As aesthetics goes, I think Rammstein is best described as an acquired taste. Odd and peculiar at first, it grows on you, and after you get used to all that it means, it grabs hold of you and never lets go. Like old wine, the songs are even better as time goes by. The range of sounds and that of emotions baffles your mind and by listening to them you can be outraged, enraged or brought to tears. The band never ceases to amaze and shock, and it’s like it never stops moving. The aesthetic universe is bleak, cynical, harsh-sounding and full of despair, but it is only a mirror facing reality in the most postmodern and artistic manner possible.
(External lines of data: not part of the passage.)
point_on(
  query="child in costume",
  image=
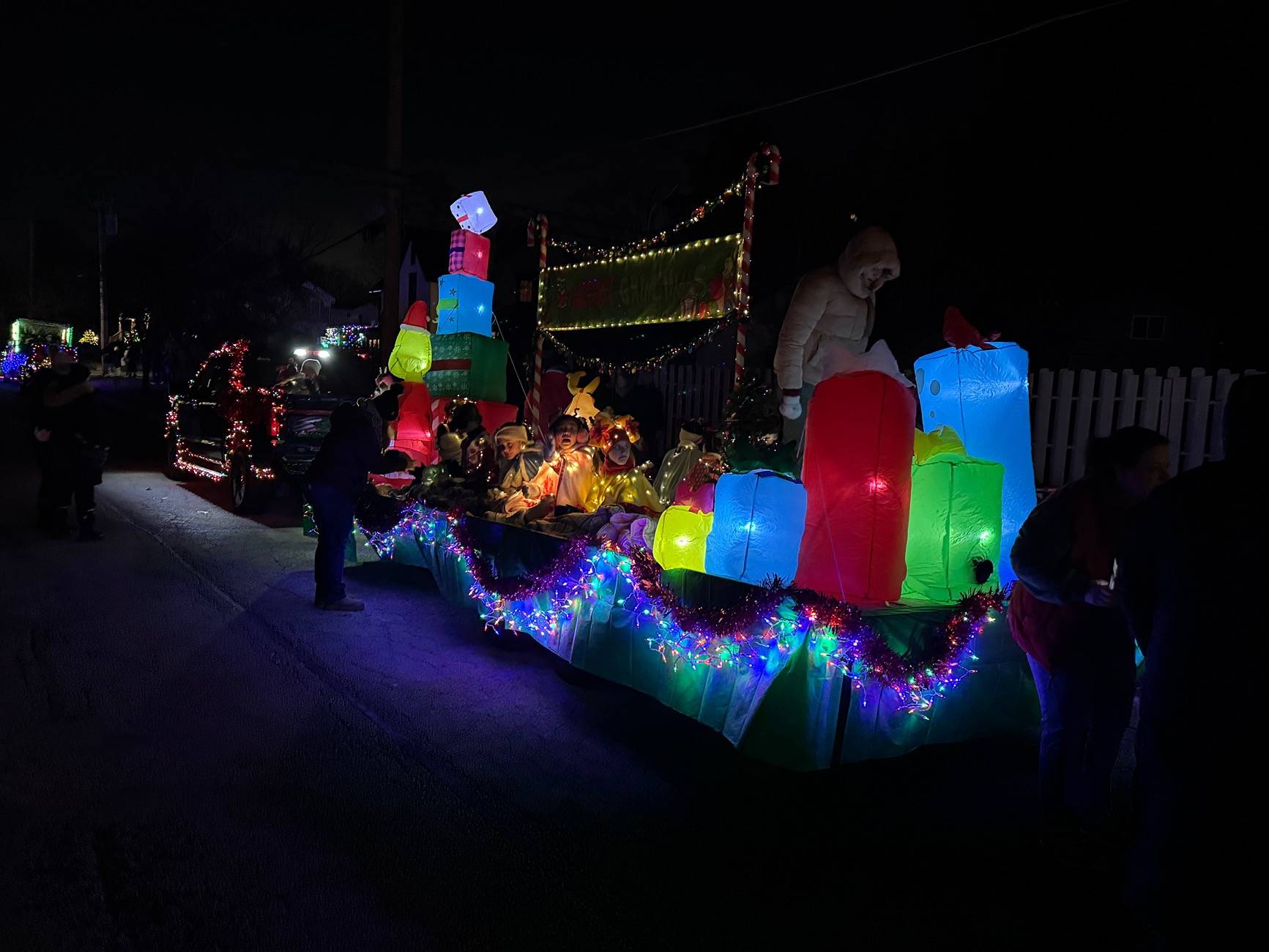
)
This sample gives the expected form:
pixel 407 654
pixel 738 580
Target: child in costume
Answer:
pixel 566 476
pixel 618 481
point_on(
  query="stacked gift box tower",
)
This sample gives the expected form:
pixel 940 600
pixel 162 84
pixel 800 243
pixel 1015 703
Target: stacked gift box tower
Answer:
pixel 466 360
pixel 461 358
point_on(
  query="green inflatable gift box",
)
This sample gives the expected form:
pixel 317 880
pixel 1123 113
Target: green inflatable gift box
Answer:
pixel 467 365
pixel 955 521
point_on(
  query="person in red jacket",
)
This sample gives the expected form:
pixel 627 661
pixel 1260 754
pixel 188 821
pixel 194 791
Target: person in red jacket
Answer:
pixel 1065 614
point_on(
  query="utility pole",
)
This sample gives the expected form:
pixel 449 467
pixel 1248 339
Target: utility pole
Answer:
pixel 31 271
pixel 390 302
pixel 104 342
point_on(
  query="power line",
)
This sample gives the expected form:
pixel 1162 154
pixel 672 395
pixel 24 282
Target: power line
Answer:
pixel 860 81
Rammstein is an industrial metal band and this means that their musical sound involves the presence of characteristic themes. However, the band stands apart in the rock landscape because of the way in which the sound, the lyrics, the videos and, most of all, the live performance are combined in a perfect unity. It’s not easy to understand Rammstein, as the message is hidden deep between all those layers. What is most striking is the fact that once the meaning starts to take shape, primarily from the interaction of music and lyrics, it seems to grow right in front of you, as all the metaphors, the interaction of musical instruments, the images from the videos and the pyrotechnical effects from the live performances converge around one feeling or one image.

Music
A Rammstein song makes use of all elements available from an audio perspective, as music and lyrics complete each other. The singers’ voices act like instruments themselves (as with most rock bands) and they merge with the instrumental sound. All these audio elements function as a whole and many times the different tunes developed in a song respond to each other, are antithetical, not just an element of completing the previous sound.

Lyrics
The lyrics are usually highly complex and metaphorical. Actually, Rammstein’s lyrics are not exactly rock verses, but poetry. Symbols, metaphors, double meanings, play of words and irony abound. They manage to intetextualize many literary manifestations, from German Romantic poetry to fairy tales and Symbolist poetry. Less brutally open than contemporary European poetry, they are brutal in another manner, as they expose society and the depths of the human soul in all its horror and lack of humanity, just as Expressionist poetry did. Also, their lyrics speak very directly and often cynically about sexuality, thus hurting the more delicate ears. With most rock bands the extreme, rebel openness of the lyrics is a given, but seldom does it manage to be combined with a very high sense of artistry and a genuine expression of feeling.




Videos
A Rammstein video is like a short movie. There are so many links between the different images, so many connections to the instrumental part of the song and so many new developments of symbolism that one view of the video is never enough. Only after observing the very fine links between ideas, feelings, sounds and images does the meaning begin to shape up. Also, the band relies heavily on intertext, making obvious or obscured references to movies and, in some cases, to their own videos, which are reinterpreted in a postmodernist manner. Altogether, Rammstein have shot 15 videos, very different in theme, but mostly residing on similar aesthetic principles. They enjoy breaking taboos of any kind, be it social, moral, political or simply aesthetic. They toy with kitsch, grotesque, forbidden, pornography or obscene, but never lack irony and sometimes self-irony. The six members of the band portray certain human categories in the videos and they are usually “bad guys”, outlaws. Such is the perception of the videos that fans have grown to identify them with the categories portrayed throughout time.

Live
A Rammstein concert is unique. Not only are the pyrotechnics involved spectacular, but they are not used randomly, but in deep connection to the overall meaning of the songs performed. Even for those listeners who do not understand the lyrics and the meanings of the songs, the effect is spectacular. Furthermore, the use of fire and lights is combined with acting, as the band members use costumes and act scenes, enhancing the message of the songs. In other instances, the intensity of music is heightened by the raw feeling transmitted from the stage, reflected in the very movements and modulation of voice and instruments.

Themes
Thematically, Rammstein’s songs can be categorized into six types. Most songs have a social theme, a feature common to the punk rock genre, a larger category from which industrial metal is derived. There are also many songs which belong to the statement category, melodies in which the band defines or redefines their message or style. There are also a lot of love songs and songs about sexuality, but this last category is best represented in the first albums and less in the last ones. Another theme present in Rammstein’s songs is the reversed fairy-tale, which relies on intertext and the least represented is that of the split soul, which only appears on two albums.

Albums (chronologically)
The six studio albums released between 1995 and 2009 all contain these six themes and are structured in similar manners, although the style of the band differs a lot. The seventh album, Made in Germany, released in 2011, comprises songs from all the other albums, actually being a “best of” album and reunites five of the six themes developed so far, as no songs referring to the split soul are included.